Saudi Arabia — In May, during Crown Prince Mohammed bin Salman's (MBS) Washington visit, the US-Saudi AI investment commitment was lifted from US$600 billion to US$1 trillion. Behind it: PIF (Saudi's US$1 trillion sovereign wealth fund) plus the newly established national AI company HUMAIN. NVIDIA struck a deal with Saudi to deploy a 5,000-unit Blackwell GPU "AI factory." HUMAIN's target is wild — to supply 6% of global AI compute by 2034.

UAE — Abu Dhabi has G42 (a state-backed AI company founded in 2018). The Stargate UAE project, joining NVIDIA, Oracle, Cisco, and SoftBank, is building a 1 GW data center cluster. Microsoft took a US$1.5 billion stake in G42.

Singapore is the Southeast Asia hub. Today's announcements — the OpenAI lab, NVIDIA research center, the ASPIRE 2B national supercomputer expansion — layered on top of the Smart Nation 2.0 national strategy, are turning Singapore into the clearing house for AI compute in the region.
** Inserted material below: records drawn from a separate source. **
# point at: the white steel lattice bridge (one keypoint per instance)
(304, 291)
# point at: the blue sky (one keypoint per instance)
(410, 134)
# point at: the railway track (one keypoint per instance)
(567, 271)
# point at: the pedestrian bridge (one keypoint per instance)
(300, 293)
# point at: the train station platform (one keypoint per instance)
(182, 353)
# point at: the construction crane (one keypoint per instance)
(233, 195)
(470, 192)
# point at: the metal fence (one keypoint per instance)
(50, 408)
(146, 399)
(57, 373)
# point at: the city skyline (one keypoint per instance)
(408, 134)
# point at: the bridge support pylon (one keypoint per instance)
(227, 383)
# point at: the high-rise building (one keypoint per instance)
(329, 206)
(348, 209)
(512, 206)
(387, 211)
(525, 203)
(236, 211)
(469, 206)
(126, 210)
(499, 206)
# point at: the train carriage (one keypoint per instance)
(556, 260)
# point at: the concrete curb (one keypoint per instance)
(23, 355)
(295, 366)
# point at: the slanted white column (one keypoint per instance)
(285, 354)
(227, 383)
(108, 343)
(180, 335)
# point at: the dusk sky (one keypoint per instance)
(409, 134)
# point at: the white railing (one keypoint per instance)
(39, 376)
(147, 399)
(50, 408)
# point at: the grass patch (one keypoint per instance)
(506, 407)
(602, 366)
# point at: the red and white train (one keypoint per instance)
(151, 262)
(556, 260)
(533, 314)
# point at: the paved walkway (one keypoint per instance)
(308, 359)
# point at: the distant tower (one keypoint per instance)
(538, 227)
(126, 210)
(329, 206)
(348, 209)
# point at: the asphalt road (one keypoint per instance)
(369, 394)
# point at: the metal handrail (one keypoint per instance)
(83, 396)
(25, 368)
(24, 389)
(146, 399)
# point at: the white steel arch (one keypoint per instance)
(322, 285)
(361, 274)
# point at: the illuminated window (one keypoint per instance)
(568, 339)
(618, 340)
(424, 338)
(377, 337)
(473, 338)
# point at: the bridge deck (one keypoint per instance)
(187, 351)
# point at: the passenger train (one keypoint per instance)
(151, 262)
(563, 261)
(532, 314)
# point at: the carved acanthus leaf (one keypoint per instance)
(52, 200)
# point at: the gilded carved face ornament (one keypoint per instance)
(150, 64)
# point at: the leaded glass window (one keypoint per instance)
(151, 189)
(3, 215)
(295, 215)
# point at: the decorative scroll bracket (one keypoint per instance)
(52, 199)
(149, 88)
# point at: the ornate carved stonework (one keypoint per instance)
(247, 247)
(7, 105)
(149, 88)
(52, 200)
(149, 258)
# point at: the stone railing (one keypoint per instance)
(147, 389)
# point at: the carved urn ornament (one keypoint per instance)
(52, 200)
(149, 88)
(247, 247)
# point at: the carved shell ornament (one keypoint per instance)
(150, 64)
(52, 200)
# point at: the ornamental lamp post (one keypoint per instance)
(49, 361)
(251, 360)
Every ASEAN country that wants AI but lacks the infrastructure to build its own will route through the Lion City.

The second tier is already in the game: India (the US$1.2 billion India AI Mission), Japan (NEC + Sakana + SoftBank), France (Mistral + government), Canada, the UK — every one of them is putting money down to build their own compute stack.
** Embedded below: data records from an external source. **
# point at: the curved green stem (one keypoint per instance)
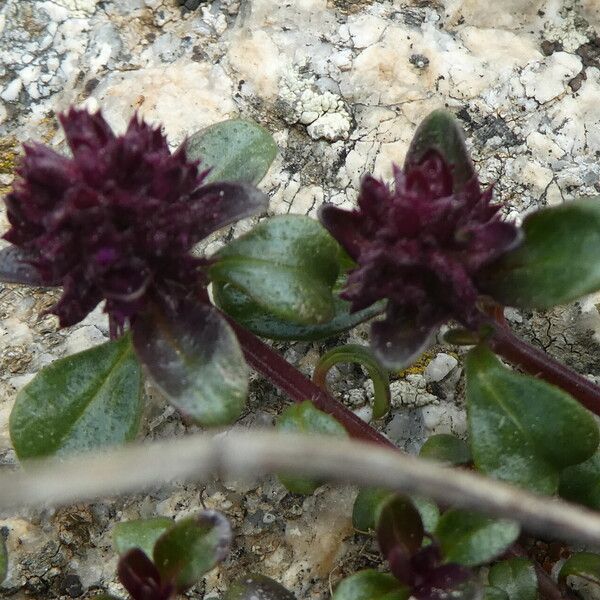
(362, 355)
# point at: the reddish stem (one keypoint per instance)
(539, 364)
(288, 379)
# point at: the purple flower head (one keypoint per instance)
(118, 220)
(420, 246)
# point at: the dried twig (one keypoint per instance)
(249, 454)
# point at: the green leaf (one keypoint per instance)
(583, 564)
(191, 548)
(141, 533)
(430, 513)
(370, 585)
(446, 448)
(493, 593)
(305, 418)
(471, 539)
(516, 577)
(370, 501)
(441, 131)
(236, 150)
(259, 321)
(522, 429)
(557, 262)
(367, 506)
(399, 524)
(258, 587)
(86, 400)
(3, 559)
(287, 265)
(362, 355)
(581, 483)
(195, 359)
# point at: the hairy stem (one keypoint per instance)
(289, 380)
(245, 454)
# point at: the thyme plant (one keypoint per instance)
(117, 222)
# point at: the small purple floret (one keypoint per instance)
(118, 220)
(420, 246)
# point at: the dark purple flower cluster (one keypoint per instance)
(118, 220)
(420, 247)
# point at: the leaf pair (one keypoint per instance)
(181, 553)
(94, 398)
(522, 429)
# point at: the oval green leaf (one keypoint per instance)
(557, 262)
(235, 150)
(493, 593)
(367, 506)
(522, 429)
(305, 418)
(370, 585)
(446, 448)
(287, 265)
(516, 577)
(86, 400)
(581, 483)
(471, 539)
(583, 564)
(258, 587)
(191, 548)
(248, 313)
(399, 524)
(3, 559)
(369, 502)
(140, 533)
(194, 357)
(441, 131)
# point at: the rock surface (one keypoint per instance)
(341, 84)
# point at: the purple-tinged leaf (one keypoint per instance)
(16, 268)
(191, 548)
(141, 578)
(257, 587)
(233, 150)
(442, 132)
(400, 535)
(371, 585)
(80, 402)
(194, 357)
(223, 203)
(472, 539)
(288, 265)
(399, 340)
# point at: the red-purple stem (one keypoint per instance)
(288, 379)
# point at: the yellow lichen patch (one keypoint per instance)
(417, 367)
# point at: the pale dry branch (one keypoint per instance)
(244, 454)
Honestly, this is no longer a bipolar "US vs China" game. It's becoming a multi-polar geopolitical map.

Three ceilings

The story flows nicely, but the costs are real.

Money — Building a 1 GW data center, deploying tens of thousands of GPUs, training the engineers — you're looking at US$10 billion just to start. That's not a game mid-tier countries can play. Which is why the ones actually at the table are oil producers, city-state economies, or large population-dividend countries.

Power — A 1 GW data center equals the total electricity consumption of a mid-sized city. Singapore is so land-constrained that even the grid is tight, which is why it passed the Digital Infrastructure Act specifically for data centers, requiring all new builds to hit energy efficiency standards.

Chips — This is the most delicate layer. Even the most ambitious Sovereign AI plan still has to buy NVIDIA GPUs, use TSMC for fab, and deploy Broadcom networking. What you can make sovereign is the geographic location of the data center, the grid access, the operating rights — but for chip sovereignty itself, only the US and Taiwan get a say.

Strictly speaking, all "Sovereign AI" today is really "semi-sovereign." One US export license revocation, and the whole plan can stall. Saudi Arabia and UAE have already tasted this in 2024 — the US temporarily restricted high-end GPU exports to the Middle East, and G42 had to publicly commit to "no collaboration with China-linked AI companies" before getting its license.

Back to that Singapore scene

OpenAI setting up a lab in Singapore and committing US$234 million isn't a unilateral expansion decision by OpenAI — it's OpenAI putting real money on the table to acknowledge to the Singapore government: "We accept that you need to own how AI gets deployed on your own soil."

This is what the Sovereign AI era is changing. US AI giants are no longer untouchable suppliers — they're starting to become "contractors" within each country's sovereign AI strategy.

Ten years ago, globalization was about goods. Five years ago, it was about data. Now, globalization is about sovereign infrastructure nested into each other.

The nation-state players are at the table. This game is too big — not even the hyperscalers can eat it all.